Issues surrounding Sakic highlight the extent to which Croatia's past has been clouded by propaganda. Tito inflated figures of the number of Serbs killed in Jasenovac as a tool to help balance power in Yugoslavia, while Croatia's President Franjo Tudjman has infuriated Serbs and Jews by suggesting the number of deaths could be as low as 20,000. This figure is much lower than the half million estimated by Jewish groups, or the 85,000 estimated by an independent Croatian demographer.
Mr. Tudjman, furthermore, has glorified the NDH as an "expression of the Croatian nation's historic desire for an independent state." With a nostalgic nod, the government has reintroduced the Ustashe currency, the kuna. Streets in the capital of Zagreb have been renamed after prominent Ustashe figures.
Such an interpretation of Croatia's fascist past is a result of Tudjman jockeying for personal gain, says Ivo Goldstein, a Zagreb historian and prominent member of the Jewish community.
"Croatia is not an Ustashe state," says Mr. Goldstein. "The problem of the Ustashe in Croatia is a problem of how Tudjman wants to see his biography. He wants to be the political prophet who synthesized 100 years of Croatian politics."
That aim was recently expressed in his proposal to turn the Jasenovac memorial into a memorial for all Croatian victims of war by burying Ustashe war dead alongside their Serb, Jewish, and antifascist victims.
Yet with international pressure mounting on Croatia from the Hague tribunal, there is a possibility that top Croatian officials may soon be indicted for war crimes committed during the breakup of Yugoslavia.
That makes full historical disclosure in Sakic's trial politically unacceptable even to the moderates within Tudjman's government.
"We had hoped the courts would indict [Sakic] on charges of genocide," says one Zagreb-based diplomat. "But that is a difficult charge to prove and a political can of worms nobody is willing to open."

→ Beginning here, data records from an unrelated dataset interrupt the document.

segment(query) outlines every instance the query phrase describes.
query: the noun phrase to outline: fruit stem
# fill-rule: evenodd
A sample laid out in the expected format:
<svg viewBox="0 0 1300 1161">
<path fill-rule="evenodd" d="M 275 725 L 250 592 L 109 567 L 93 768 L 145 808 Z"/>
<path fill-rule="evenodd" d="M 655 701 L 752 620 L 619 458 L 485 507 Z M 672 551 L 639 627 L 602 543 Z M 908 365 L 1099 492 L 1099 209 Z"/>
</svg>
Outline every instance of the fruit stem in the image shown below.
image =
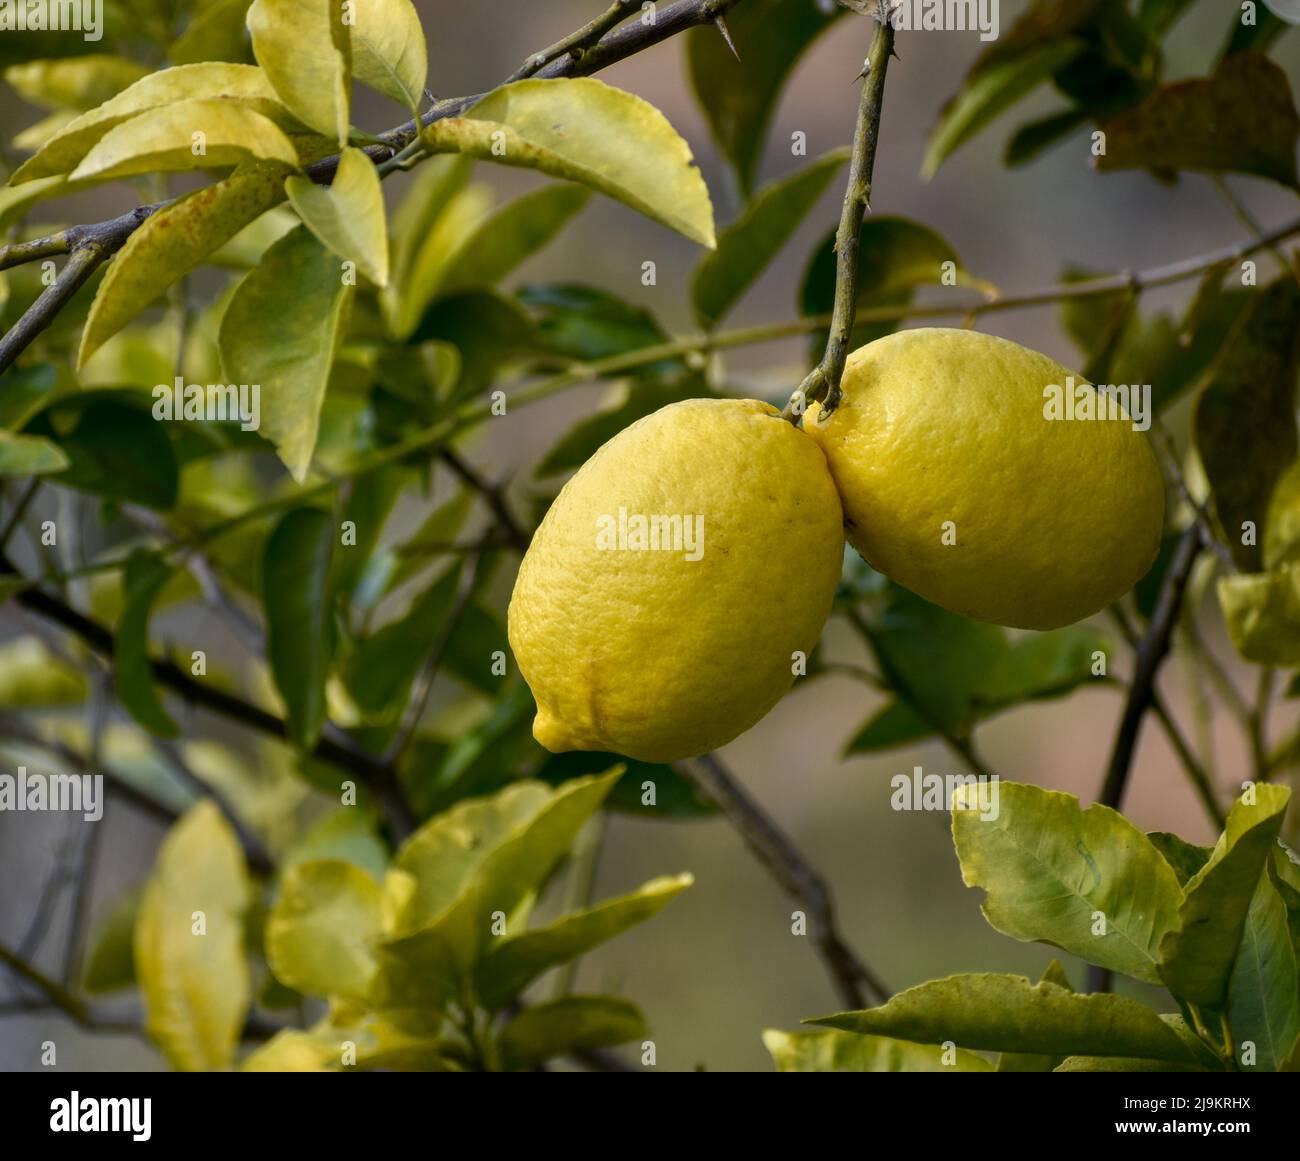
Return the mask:
<svg viewBox="0 0 1300 1161">
<path fill-rule="evenodd" d="M 885 103 L 885 72 L 894 52 L 894 26 L 889 16 L 889 0 L 878 0 L 875 32 L 862 70 L 865 83 L 853 132 L 848 187 L 844 191 L 840 225 L 835 233 L 835 309 L 831 315 L 830 334 L 821 362 L 799 385 L 782 413 L 791 423 L 798 423 L 809 402 L 821 403 L 826 415 L 840 402 L 840 380 L 849 357 L 853 317 L 858 308 L 858 241 L 862 219 L 871 204 L 871 177 L 876 165 L 880 115 Z"/>
</svg>

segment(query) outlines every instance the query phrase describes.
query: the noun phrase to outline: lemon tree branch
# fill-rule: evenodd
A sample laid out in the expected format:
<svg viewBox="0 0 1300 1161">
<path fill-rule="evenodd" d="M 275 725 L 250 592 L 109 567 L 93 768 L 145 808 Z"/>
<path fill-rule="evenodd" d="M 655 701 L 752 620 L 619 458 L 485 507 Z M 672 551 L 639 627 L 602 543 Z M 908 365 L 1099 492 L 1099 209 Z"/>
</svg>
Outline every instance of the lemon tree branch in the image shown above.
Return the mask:
<svg viewBox="0 0 1300 1161">
<path fill-rule="evenodd" d="M 835 233 L 835 311 L 831 316 L 830 336 L 822 361 L 799 385 L 787 418 L 803 413 L 809 401 L 819 401 L 828 414 L 840 401 L 840 380 L 849 357 L 853 336 L 853 317 L 858 305 L 858 243 L 862 219 L 871 203 L 871 178 L 876 165 L 876 145 L 880 139 L 880 115 L 885 107 L 885 73 L 894 52 L 894 26 L 889 21 L 888 0 L 878 0 L 875 32 L 863 66 L 865 81 L 858 104 L 858 120 L 853 131 L 853 154 L 849 159 L 848 188 L 840 211 L 839 229 Z"/>
</svg>

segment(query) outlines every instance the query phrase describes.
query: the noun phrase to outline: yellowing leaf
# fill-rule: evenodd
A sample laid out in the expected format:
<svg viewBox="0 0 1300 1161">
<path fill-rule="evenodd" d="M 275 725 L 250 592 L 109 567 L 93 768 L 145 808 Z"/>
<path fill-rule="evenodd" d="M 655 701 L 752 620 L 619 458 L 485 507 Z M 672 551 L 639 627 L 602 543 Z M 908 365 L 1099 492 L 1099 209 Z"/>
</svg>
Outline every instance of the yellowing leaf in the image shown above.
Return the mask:
<svg viewBox="0 0 1300 1161">
<path fill-rule="evenodd" d="M 83 113 L 35 157 L 19 166 L 10 183 L 19 185 L 38 177 L 69 173 L 114 126 L 150 109 L 203 97 L 255 109 L 282 129 L 289 128 L 292 121 L 259 68 L 225 63 L 179 65 L 151 73 L 98 108 Z"/>
<path fill-rule="evenodd" d="M 1247 661 L 1300 665 L 1300 564 L 1219 578 L 1228 636 Z"/>
<path fill-rule="evenodd" d="M 36 435 L 0 431 L 0 478 L 44 476 L 67 466 L 68 457 L 58 444 Z"/>
<path fill-rule="evenodd" d="M 39 637 L 0 644 L 0 709 L 43 709 L 85 700 L 81 671 L 51 653 Z"/>
<path fill-rule="evenodd" d="M 293 867 L 266 924 L 276 978 L 308 996 L 363 998 L 377 966 L 381 898 L 379 884 L 342 859 Z"/>
<path fill-rule="evenodd" d="M 347 142 L 352 46 L 338 0 L 255 0 L 253 54 L 285 106 L 317 133 Z"/>
<path fill-rule="evenodd" d="M 653 105 L 591 77 L 528 80 L 425 130 L 435 151 L 539 169 L 714 245 L 713 206 L 690 146 Z"/>
<path fill-rule="evenodd" d="M 23 100 L 43 109 L 77 112 L 103 104 L 148 75 L 144 65 L 111 53 L 27 61 L 4 71 L 5 83 Z"/>
<path fill-rule="evenodd" d="M 249 900 L 239 841 L 205 799 L 163 842 L 135 927 L 145 1027 L 180 1071 L 234 1061 L 252 991 L 243 930 Z"/>
<path fill-rule="evenodd" d="M 227 381 L 261 386 L 262 434 L 298 481 L 316 449 L 351 291 L 342 263 L 302 226 L 266 252 L 221 321 Z"/>
<path fill-rule="evenodd" d="M 418 113 L 429 49 L 411 0 L 355 0 L 352 72 L 363 85 Z"/>
<path fill-rule="evenodd" d="M 252 159 L 297 168 L 298 152 L 261 113 L 229 101 L 195 98 L 110 129 L 73 170 L 72 180 L 213 169 Z"/>
<path fill-rule="evenodd" d="M 376 286 L 388 285 L 388 223 L 374 163 L 361 149 L 345 149 L 334 183 L 291 177 L 285 191 L 298 216 L 340 258 Z"/>
<path fill-rule="evenodd" d="M 178 279 L 284 200 L 284 171 L 248 165 L 159 210 L 131 235 L 99 284 L 78 366 Z"/>
</svg>

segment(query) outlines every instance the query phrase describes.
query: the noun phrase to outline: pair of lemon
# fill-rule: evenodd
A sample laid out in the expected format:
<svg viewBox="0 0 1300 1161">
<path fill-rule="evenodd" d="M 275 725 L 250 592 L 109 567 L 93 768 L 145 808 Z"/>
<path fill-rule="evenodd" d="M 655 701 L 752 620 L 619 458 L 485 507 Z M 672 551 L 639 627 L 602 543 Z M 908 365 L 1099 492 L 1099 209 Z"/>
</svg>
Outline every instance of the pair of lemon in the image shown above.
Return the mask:
<svg viewBox="0 0 1300 1161">
<path fill-rule="evenodd" d="M 839 407 L 802 429 L 755 400 L 632 424 L 519 570 L 510 644 L 534 736 L 653 762 L 731 741 L 816 645 L 846 532 L 968 617 L 1050 629 L 1104 608 L 1155 558 L 1164 484 L 1126 414 L 1053 414 L 1052 389 L 1081 382 L 1004 339 L 909 330 L 851 355 Z"/>
</svg>

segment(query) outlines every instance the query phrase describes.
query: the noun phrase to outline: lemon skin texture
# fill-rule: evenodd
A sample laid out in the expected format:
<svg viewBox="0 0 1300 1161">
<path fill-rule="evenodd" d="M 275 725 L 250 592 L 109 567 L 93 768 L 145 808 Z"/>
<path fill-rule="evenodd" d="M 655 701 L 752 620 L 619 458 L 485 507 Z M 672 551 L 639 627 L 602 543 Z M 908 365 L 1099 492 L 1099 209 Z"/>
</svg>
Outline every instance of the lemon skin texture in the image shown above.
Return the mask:
<svg viewBox="0 0 1300 1161">
<path fill-rule="evenodd" d="M 1122 596 L 1155 560 L 1164 482 L 1131 420 L 1046 418 L 1044 388 L 1069 376 L 974 331 L 853 352 L 839 406 L 804 416 L 849 542 L 927 600 L 1000 625 L 1053 629 Z"/>
<path fill-rule="evenodd" d="M 620 509 L 629 528 L 702 517 L 699 559 L 611 547 Z M 790 688 L 843 559 L 826 460 L 775 408 L 695 399 L 638 420 L 565 485 L 515 581 L 510 646 L 537 700 L 533 736 L 645 762 L 725 745 Z"/>
</svg>

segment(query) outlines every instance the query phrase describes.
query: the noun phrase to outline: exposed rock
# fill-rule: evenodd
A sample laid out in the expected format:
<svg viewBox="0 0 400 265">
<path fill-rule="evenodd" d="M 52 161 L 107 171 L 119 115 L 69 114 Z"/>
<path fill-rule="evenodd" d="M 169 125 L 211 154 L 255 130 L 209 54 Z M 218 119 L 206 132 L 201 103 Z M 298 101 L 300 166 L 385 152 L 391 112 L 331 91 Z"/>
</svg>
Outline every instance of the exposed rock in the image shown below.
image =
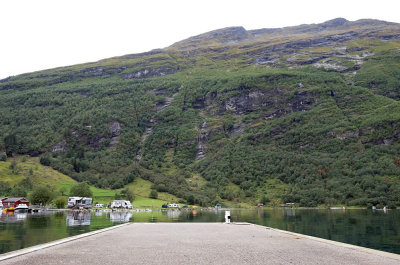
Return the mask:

"If you condemn Sakic for genocide, you have to speak about an organism [the NDH] whose first aim was to achieve a clean ethnic state," says Cedo Prodanovic, a former Zagreb prosecutor who was hired by the family of one of Sakic's alleged victims to represent them at the trial. "The prosecution wants to convict Sakic without vivisecting the NDH."
With that goal in mind, says Mr. Prodanovic, the prosecution may have tried to avoid bringing to the stand key foreign witnesses whose testimonies could prove politically damaging.
In preparation for the investigation, the Croatian government guaranteed travel and safety arrangements for potential witnesses in former Yugoslavia to testify in Zagreb. While many made sworn statements at courts in Serbia and Bosnia, none came to Zagreb, and the defense will move to strike the statements on the grounds that the witnesses cannot be cross-examined.
The court, however, will allow new witnesses to be introduced until the trial ends. And Zagreb prosecutor Radovan Santek says the prosecution welcomes any witness from abroad, reiterating the government's guarantee of travel and safety arrangements.
In any case, few doubt the prosecution will be able to get a conviction. With the eyes of the international community on them, Prodanovic says the prosecutors must show they are strict professionals.
"They have to do what they have to do," he says. "Nothing more."